8.2 Licensee shall have the sole responsibility to adequately protect and backup Licensee's data or equipment used in connection with the Licensed Software. Licensee shall not claim against Sun for lost data, re-run time, inaccurate output, work delays or lost profits resulting from Licensee' use of the Licensed Software.
8.3 Licensee acknowledges that Sun is under no obligation to release the Licensed Software as a Sun product.
8.4 Neither party will be liable for any indirect, punitive, special, incidental or consequential damage in connection with or arising out of this Agreement (including loss of business, revenue, profits, use, data or other economic advantage), however it arises, whether for breach or in tort, even if that party has been previously advised of the possibility of such damage.

9.0 U.S. GOVERNMENT RESTRICTED RIGHTS
9.1 If this Software is being acquired by or on behalf of the U.S. Government or by a U.S. Government prime contractor or subcontractor (at any tier), then the Government's rights in the Software and accompanying documentation shall be only as set forth in this license; this is in accordance with 48 C.F.R. 227.7202-4 (for Department of Defense (DOD) acquisitions) and with 48 C.F.R. 2.101 and 12.212 (for non-DOD acquisitions).

10.0 GENERAL TERMS
10.1 Any action relating to or arising out of this Agreement will be governed by California law and controlling U.S. federal law. The U.N. Convention for the International Sale of Goods and the choice of law rules of any jurisdiction will not apply.
10.2 Licensed Software and any technical data delivered under this Agreement are subject to U.S. export control laws and may be subject to export or import regulations in other countries. Licensee agrees to comply strictly with all such laws and regulations and acknowledges that it has the responsibility to obtain such licenses to export, re-export or import as may be required after delivery to Licensee.

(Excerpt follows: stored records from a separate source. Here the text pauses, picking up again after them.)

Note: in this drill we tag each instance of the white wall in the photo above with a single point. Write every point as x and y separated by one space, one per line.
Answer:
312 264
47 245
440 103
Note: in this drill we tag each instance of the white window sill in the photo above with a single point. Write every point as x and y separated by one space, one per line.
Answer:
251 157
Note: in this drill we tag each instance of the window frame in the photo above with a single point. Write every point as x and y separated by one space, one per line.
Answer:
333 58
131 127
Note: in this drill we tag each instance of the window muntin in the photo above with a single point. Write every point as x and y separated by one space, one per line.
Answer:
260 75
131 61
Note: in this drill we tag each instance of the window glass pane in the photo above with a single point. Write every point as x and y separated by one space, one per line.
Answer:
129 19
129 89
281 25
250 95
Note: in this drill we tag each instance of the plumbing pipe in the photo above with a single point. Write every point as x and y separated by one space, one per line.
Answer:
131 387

10.3 It is understood and agreed that, notwithstanding any other provision of this Agreement, Licensee's breach of the provisions of Section 7 of this Agreement will cause Sun irreparable damage for which recovery of money damages would be inadequate, and that Sun will therefore be entitled to seek timely injunctive relief to protect Sun's rights under this Agreement in addition to any and all remedies available at law.
10.4 Neither party may assign or otherwise transfer any of its rights or obligations under this Agreement, without the prior written consent of the other party, except that Sun may assign this Agreement to an affiliated company.
10.5 This Agreement is the parties' entire agreement relating to its subject matter. It supersedes all prior or contemporaneous oral or written communications, proposals, conditions, representations and warranties and prevails over any conflicting or additional terms of any quote, order, acknowledgment, or other communication between the parties relating to its subject matter during the term of this Agreement. No modification to this Agreement will be binding, unless in writing and signed by an authorized representative of each party.